In [2]:
%load_ext autoreload
%autoreload 2

The autoreload extension is already loaded. To reload it, use:
  %reload_ext autoreload


In [3]:
import os
from pathlib import Path
import sys
from typing import Optional
if '..' not in sys.path: sys.path.append('..')

import numpy as np
from matplotlib import pyplot as plt
import torch
from torch import nn
from transformers import GPT2Tokenizer, AddedToken, PreTrainedTokenizer

from mllm.data.dswiki import WikiDsLoader
from mllm.model.mllm_encdec import MllmEncdec
from mllm.model.mllm_ranker import MllmRanker
from mllm.model.config import create_mllm_encdec_cfg, create_mllm_ranker_cfg
from mllm.tokenization.chunk_tokenizer import calc_max_inp_size, gen_all_tokens



In [4]:
DATA_PATH = Path(os.path.expandvars('$HOME')) / 'data'
TRAIN_ENCDEC_PATH = DATA_PATH / 'train_mllm_encdec'
TRAIN_RANKER_PATH = DATA_PATH / 'train_mllm_ranker'
TRAIN_RANKER_PATH = DATA_PATH / 'train_mllm_ranker_qs'
DS_DIR_PATH = DATA_PATH / 'wiki_20200501_en' / 'ch_100_fixed'

encdec_subdir = 'encdec-20240718_221554-wiki_20200501_en-ch_100_fixed'
# ranker_subdir = 'ranker-20240722_225232-wiki_20200501_en-ch_100_fixed'
# ranker_subdir = 'ranker-20240724_230827-wiki_20200501_en-ch_100_fixed'
# ranker_subdir = 'ranker-20240726_232850-wiki_20200501_en-ch_100_fixed'
# ranker_subdir = 'ranker-20240722_225232-wiki_20200501_en-ch_100_fixed'
ranker_subdir = 'ranker-20240730_213328-wiki_20200501_en-ch_100_fixed'
ranker_subdir = 'ranker-20240806_221913-msmarco'
encdec_train_path = TRAIN_ENCDEC_PATH / encdec_subdir
ranker_train_path = TRAIN_RANKER_PATH / ranker_subdir
encdec_snapshot_path = encdec_train_path / 'best.pth'
ranker_snapshot_path = ranker_train_path / 'best.pth'

In [5]:
docs_batch_size = 5
max_chunks_per_doc = 3
device = 'cpu'
# device = 'cuda'

device = torch.device(device)
print(device)

cpu


In [6]:
tokenizer = GPT2Tokenizer.from_pretrained('gpt2', model_max_length=100000)
tok_dict = gen_all_tokens(tokenizer)
pad_tok, qbeg_tok, qend_tok = tok_dict['pad'].ind, tok_dict['query_begin'].ind, tok_dict['query_end'].ind
ds_loader = WikiDsLoader(
    ds_path=DS_DIR_PATH, docs_batch_size=docs_batch_size, max_chunks_per_doc=max_chunks_per_doc,
    pad_tok=pad_tok, qbeg_tok=qbeg_tok, qend_tok=qend_tok, device=device,
)
ds_loader.shuffle(train=True)
ds_loader.shuffle(train=False)
inp_len = ds_loader.emb_chunk_size if ds_loader.fixed_size else calc_max_inp_size(ds_loader.emb_chunk_size)

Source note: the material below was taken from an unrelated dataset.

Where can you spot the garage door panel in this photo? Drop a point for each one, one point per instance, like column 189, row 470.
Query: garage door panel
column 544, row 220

Loading cache from /home/misha/data/wiki_20200501_en/ch_100_fixed/.mllm/ds.csv
Loaded dataset size: 50989207


In [7]:
def tokten_to_text(tokens: torch.Tensor) -> str:
    tokens = tokens.flatten()
    tokens = tokens[tokens != pad_tok]
    tokens = list(tokens)
    s = tokenizer.decode(tokens)
    return s

def distance(x: np.ndarray, y: np.ndarray, cosine: bool = False):
    if not cosine:
        return np.linalg.norm(x - y)
    x_norm, y_norm = np.linalg.norm(x), np.linalg.norm(y)
    return np.sum(x * y) / (x_norm * y_norm)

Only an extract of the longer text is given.